Below are 10 industry-relevant Pandas practice questions tailored to the small retail sales dataset. Each question simulates a common data analysis task. Write your code in the provided cells to solve each question. Use the DataFrame `df` or read from `sales_data.csv` as needed.

### Question 1: Load and inspect the CSV file

**Explanation**:
- Read the `sales_data.csv` file into a DataFrame and display all rows to understand its structure. Check the column names and data types.

In [None]:
df = pd.read_csv("sales_data.csv")
df.info()

### Question 2: Check for missing values

**Explanation**:
- Identify which columns have missing values and count how many missing entries each column has. This is a critical step in data cleaning.

In [None]:
df.isnull().sum()

### Question 3: Fill missing Unit_Price with the mean price

**Explanation**:
- Replace missing values in `Unit_Price` with the mean `Unit_Price` across the dataset. This is a simple imputation method for missing prices.

In [None]:
df["Unit_Price"].fillna(df["Unit_Price"].mean(),inplace=True)
df

### Question 4: Calculate total sales by Product_Category

**Explanation**:
- Compute the sum of `Total_Sale` for each `Product_Category`. This helps identify which categories generate the most revenue.

In [None]:
df.groupby("Product_Category")["Total_Sale"].sum()

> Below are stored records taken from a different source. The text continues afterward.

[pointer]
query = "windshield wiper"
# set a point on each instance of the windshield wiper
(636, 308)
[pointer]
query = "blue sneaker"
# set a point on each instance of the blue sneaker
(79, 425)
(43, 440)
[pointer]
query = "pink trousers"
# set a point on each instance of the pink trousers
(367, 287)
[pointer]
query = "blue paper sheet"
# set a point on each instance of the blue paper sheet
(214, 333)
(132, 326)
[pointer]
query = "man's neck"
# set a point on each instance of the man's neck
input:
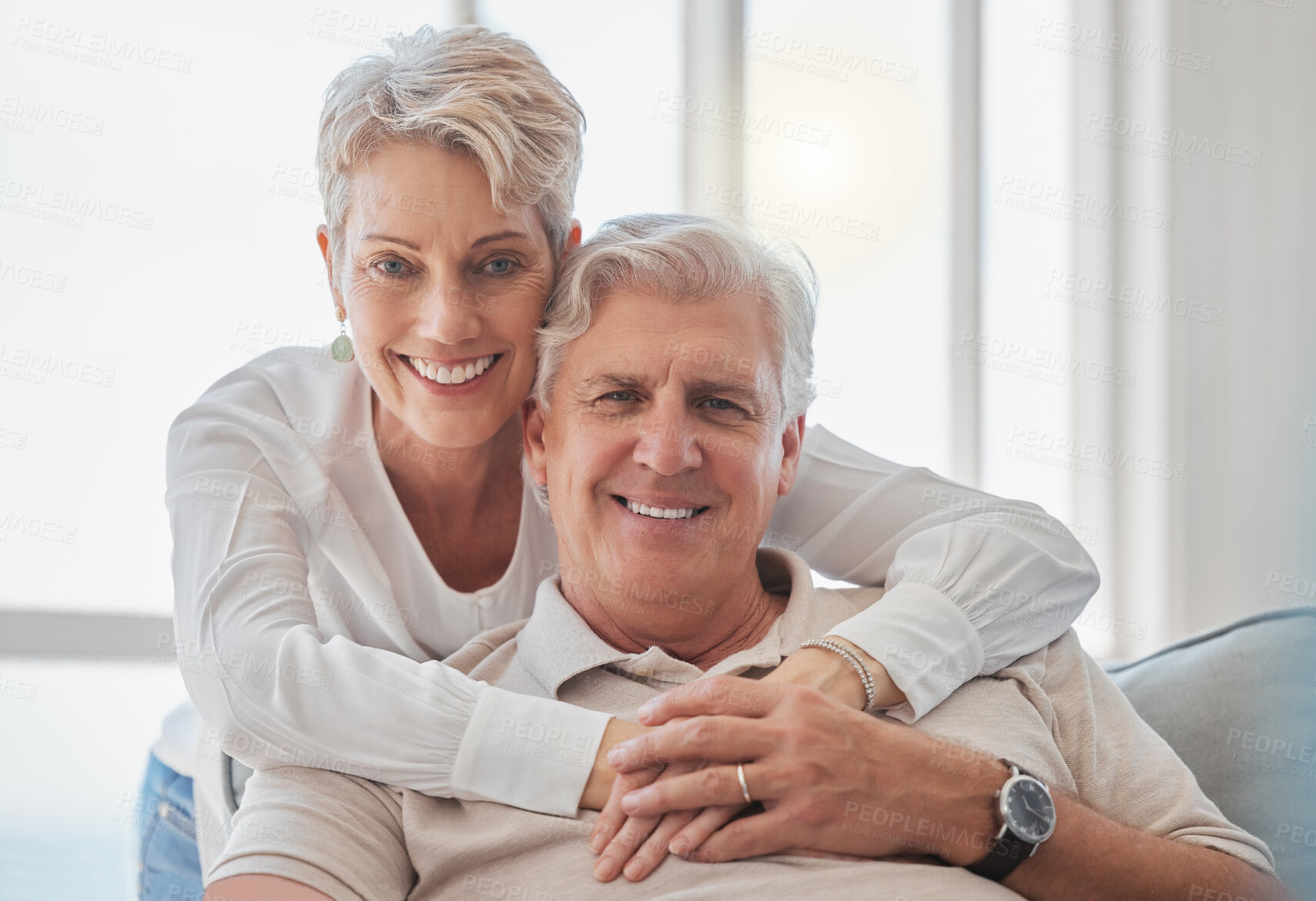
(691, 626)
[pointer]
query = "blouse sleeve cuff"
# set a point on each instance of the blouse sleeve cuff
(926, 642)
(528, 752)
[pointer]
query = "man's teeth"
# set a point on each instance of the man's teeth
(661, 513)
(452, 377)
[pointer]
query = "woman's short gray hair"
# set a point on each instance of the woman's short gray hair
(464, 89)
(687, 258)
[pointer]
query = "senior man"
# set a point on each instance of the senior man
(668, 420)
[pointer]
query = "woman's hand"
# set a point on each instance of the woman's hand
(831, 778)
(638, 845)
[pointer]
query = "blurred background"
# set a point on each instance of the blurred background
(1061, 245)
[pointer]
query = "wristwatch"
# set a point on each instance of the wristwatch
(1028, 819)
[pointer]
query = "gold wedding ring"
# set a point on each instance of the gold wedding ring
(740, 771)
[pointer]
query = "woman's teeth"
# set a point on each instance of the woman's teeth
(450, 377)
(662, 513)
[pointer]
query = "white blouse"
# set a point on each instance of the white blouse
(311, 624)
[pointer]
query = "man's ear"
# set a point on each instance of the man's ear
(326, 252)
(573, 239)
(532, 441)
(792, 442)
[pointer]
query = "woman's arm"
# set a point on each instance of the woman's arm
(274, 689)
(973, 581)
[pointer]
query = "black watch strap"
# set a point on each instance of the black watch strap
(1008, 850)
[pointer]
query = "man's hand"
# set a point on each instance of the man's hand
(599, 785)
(831, 674)
(829, 778)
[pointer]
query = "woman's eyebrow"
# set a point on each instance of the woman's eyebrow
(501, 236)
(375, 236)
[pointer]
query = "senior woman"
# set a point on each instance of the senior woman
(341, 527)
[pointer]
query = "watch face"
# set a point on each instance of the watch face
(1030, 811)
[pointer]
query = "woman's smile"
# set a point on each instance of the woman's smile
(452, 377)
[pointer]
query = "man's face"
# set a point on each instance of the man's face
(665, 450)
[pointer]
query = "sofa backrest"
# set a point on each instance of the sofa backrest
(1239, 705)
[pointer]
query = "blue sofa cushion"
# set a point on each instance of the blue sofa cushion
(1239, 705)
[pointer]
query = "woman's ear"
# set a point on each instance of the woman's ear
(532, 441)
(573, 239)
(326, 252)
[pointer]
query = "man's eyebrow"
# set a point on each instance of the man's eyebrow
(478, 243)
(611, 382)
(733, 387)
(748, 391)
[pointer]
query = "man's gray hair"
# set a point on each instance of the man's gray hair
(469, 90)
(687, 260)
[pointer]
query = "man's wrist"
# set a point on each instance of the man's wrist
(967, 800)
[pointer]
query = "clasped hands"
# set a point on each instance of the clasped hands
(831, 779)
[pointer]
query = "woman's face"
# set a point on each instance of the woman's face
(443, 291)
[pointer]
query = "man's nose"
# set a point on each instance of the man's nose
(445, 315)
(668, 442)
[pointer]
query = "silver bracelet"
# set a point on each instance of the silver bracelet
(865, 676)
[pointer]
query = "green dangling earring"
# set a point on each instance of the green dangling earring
(341, 347)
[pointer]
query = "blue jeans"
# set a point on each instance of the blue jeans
(169, 869)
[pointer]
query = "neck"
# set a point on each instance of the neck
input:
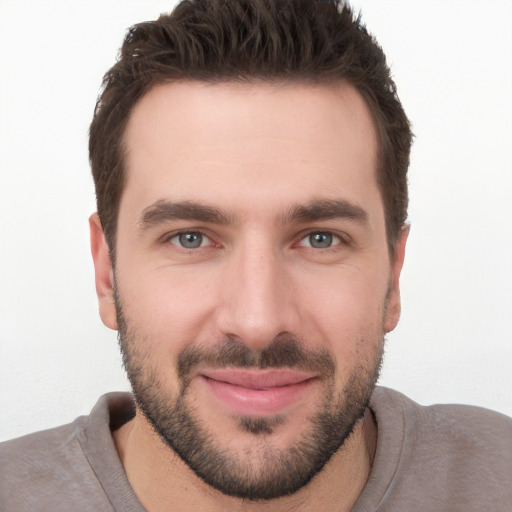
(159, 477)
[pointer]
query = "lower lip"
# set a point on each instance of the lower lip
(257, 402)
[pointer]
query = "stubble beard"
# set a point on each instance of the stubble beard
(263, 472)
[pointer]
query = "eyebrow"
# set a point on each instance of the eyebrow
(164, 211)
(326, 209)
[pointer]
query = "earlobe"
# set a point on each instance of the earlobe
(104, 273)
(393, 305)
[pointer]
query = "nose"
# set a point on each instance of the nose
(257, 301)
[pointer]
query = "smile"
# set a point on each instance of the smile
(257, 393)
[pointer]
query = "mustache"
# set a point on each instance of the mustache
(284, 351)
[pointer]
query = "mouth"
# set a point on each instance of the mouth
(257, 393)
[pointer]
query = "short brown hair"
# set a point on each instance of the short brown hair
(315, 41)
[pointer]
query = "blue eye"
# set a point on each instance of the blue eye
(320, 240)
(190, 240)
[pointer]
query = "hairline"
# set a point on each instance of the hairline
(380, 133)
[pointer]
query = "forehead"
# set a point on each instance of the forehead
(249, 144)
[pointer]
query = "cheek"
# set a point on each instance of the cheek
(345, 312)
(168, 308)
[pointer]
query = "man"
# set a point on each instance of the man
(250, 163)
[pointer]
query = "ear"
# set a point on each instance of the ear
(393, 307)
(104, 273)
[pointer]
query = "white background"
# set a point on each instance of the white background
(452, 61)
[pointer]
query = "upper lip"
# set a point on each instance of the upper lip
(257, 379)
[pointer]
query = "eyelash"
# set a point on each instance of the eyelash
(338, 239)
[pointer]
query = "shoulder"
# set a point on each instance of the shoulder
(54, 469)
(454, 456)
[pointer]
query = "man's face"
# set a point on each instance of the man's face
(253, 281)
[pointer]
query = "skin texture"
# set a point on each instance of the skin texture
(290, 249)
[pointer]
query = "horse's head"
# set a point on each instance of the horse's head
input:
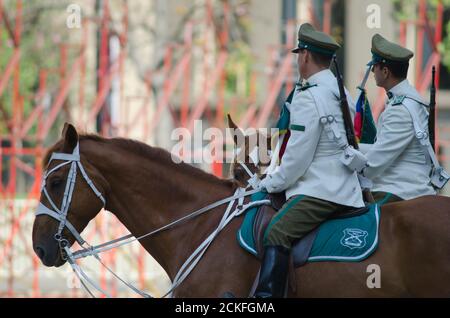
(68, 202)
(253, 153)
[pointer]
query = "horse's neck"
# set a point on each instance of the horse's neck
(146, 194)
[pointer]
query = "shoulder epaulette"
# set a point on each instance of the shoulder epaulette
(398, 100)
(305, 87)
(417, 101)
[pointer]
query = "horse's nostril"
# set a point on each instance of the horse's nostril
(40, 252)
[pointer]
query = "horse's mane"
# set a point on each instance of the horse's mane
(139, 148)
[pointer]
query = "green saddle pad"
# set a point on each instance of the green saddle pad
(350, 239)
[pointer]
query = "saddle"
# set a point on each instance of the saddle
(302, 247)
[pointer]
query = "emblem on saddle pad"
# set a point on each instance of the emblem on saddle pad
(354, 238)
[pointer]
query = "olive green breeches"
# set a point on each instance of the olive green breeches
(298, 216)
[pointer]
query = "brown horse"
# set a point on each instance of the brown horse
(145, 189)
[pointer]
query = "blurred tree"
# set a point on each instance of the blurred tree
(402, 13)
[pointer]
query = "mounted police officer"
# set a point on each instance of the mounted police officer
(316, 182)
(400, 161)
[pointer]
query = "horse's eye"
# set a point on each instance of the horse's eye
(55, 183)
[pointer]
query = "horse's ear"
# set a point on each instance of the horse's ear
(70, 137)
(238, 135)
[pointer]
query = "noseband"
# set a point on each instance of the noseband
(60, 214)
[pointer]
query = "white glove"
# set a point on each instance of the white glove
(353, 159)
(262, 185)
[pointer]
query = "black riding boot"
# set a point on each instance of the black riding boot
(273, 274)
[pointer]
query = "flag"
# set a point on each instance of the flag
(365, 129)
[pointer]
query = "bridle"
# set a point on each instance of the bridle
(60, 214)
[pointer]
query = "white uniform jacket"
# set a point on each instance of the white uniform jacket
(397, 162)
(310, 164)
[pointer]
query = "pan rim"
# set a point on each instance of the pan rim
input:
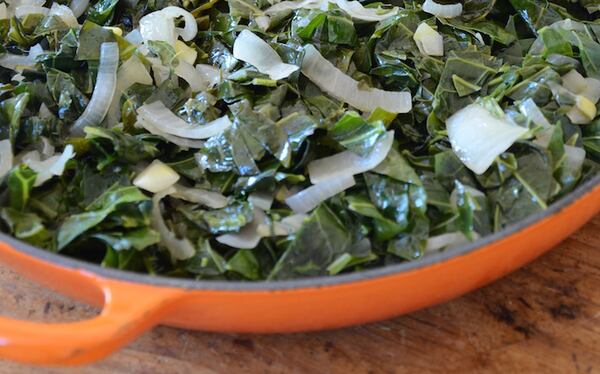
(578, 193)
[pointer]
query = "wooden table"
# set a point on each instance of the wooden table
(543, 318)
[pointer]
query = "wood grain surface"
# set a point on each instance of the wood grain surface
(544, 318)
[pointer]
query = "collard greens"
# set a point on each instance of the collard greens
(507, 51)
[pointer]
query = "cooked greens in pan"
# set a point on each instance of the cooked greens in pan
(267, 139)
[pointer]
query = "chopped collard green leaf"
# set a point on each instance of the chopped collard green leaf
(177, 137)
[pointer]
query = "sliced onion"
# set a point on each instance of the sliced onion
(79, 7)
(575, 157)
(161, 72)
(289, 6)
(445, 241)
(155, 26)
(156, 177)
(248, 237)
(348, 163)
(52, 166)
(262, 22)
(360, 13)
(181, 142)
(20, 62)
(162, 118)
(442, 10)
(104, 90)
(261, 199)
(530, 110)
(309, 198)
(478, 137)
(429, 41)
(6, 157)
(160, 25)
(180, 249)
(341, 86)
(252, 49)
(208, 198)
(64, 13)
(46, 148)
(25, 10)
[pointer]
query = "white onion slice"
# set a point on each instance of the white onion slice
(156, 177)
(248, 237)
(46, 148)
(360, 13)
(79, 7)
(478, 137)
(309, 198)
(104, 90)
(3, 11)
(208, 198)
(442, 10)
(25, 10)
(288, 6)
(250, 48)
(530, 110)
(575, 157)
(341, 86)
(181, 142)
(348, 163)
(445, 241)
(20, 62)
(160, 25)
(52, 166)
(44, 112)
(180, 249)
(162, 118)
(429, 41)
(64, 13)
(6, 157)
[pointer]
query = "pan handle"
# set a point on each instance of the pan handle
(126, 314)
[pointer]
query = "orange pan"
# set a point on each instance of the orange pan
(132, 303)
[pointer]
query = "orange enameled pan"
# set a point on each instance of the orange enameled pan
(133, 303)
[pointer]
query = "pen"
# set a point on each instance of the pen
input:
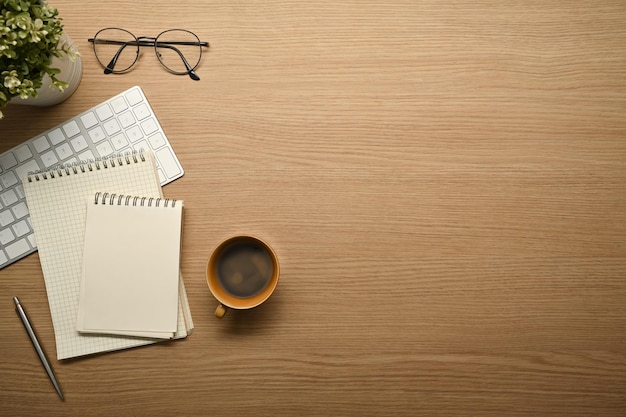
(33, 338)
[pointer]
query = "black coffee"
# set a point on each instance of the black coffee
(244, 269)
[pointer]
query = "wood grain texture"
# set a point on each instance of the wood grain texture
(443, 183)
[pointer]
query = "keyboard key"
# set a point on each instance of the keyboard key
(133, 97)
(127, 119)
(6, 218)
(96, 134)
(71, 129)
(6, 236)
(41, 144)
(87, 156)
(56, 136)
(104, 112)
(104, 148)
(20, 210)
(8, 179)
(141, 111)
(64, 151)
(21, 228)
(79, 143)
(18, 248)
(49, 159)
(149, 126)
(23, 153)
(119, 142)
(111, 127)
(8, 161)
(8, 198)
(89, 120)
(141, 146)
(23, 170)
(134, 133)
(119, 104)
(19, 190)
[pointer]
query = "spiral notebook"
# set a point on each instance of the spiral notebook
(57, 201)
(140, 297)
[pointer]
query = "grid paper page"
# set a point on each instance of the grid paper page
(58, 207)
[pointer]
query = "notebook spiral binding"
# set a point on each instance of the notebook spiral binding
(129, 200)
(110, 161)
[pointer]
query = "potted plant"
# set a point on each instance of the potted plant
(32, 43)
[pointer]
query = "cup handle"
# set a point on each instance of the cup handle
(220, 311)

### Question 5: Filter online transactions

**Explanation**:
- Filter the DataFrame to show only transactions where `Is_Online` is True. This isolates online sales for analysis.

In [None]:
df[df['Is_Online'] == True]

### Question 6: Add a column for Discounted_Sale

**Explanation**:
- Create a column `Discounted_Sale` that calculates the sale amount after applying the `Discount_Applied` percentage (e.g., if `Discount_Applied` is 0.1, reduce `Total_Sale` by 10%). Use 0 for missing `Discount_Applied` values.

In [None]:
df['Discounted_Sale'] = df['Total_Sale'] * (1 - df['Discount_Applied'].fillna(0))
df

### Question 7: Count transactions by Payment_Method

**Explanation**:
- Count the number of transactions for each `Payment_Method`. This helps understand payment preferences.

In [None]:
df.groupby('Payment_Method')['Payment_Method'].count()

### Question 8: Drop rows with missing Total_Sale

**Explanation**:
- Remove any rows where `Total_Sale` is missing (due to missing `Unit_Price`). Update the DataFrame.

In [None]:
df = df.dropna(subset=['Total_Sale'],inplace=True)

### Question 9: Merge with store metadata

**Explanation**:
- Create a DataFrame with store metadata (e.g., `Store_ID`, `Store_Name`). Merge it with the main DataFrame on `Store_ID` using a left join to add store names.

### Question 10: Export cleaned DataFrame to CSV

**Explanation**:
- After cleaning (e.g., handling missing values, adding columns), export the updated DataFrame to `cleaned_sales_data.csv` without the index.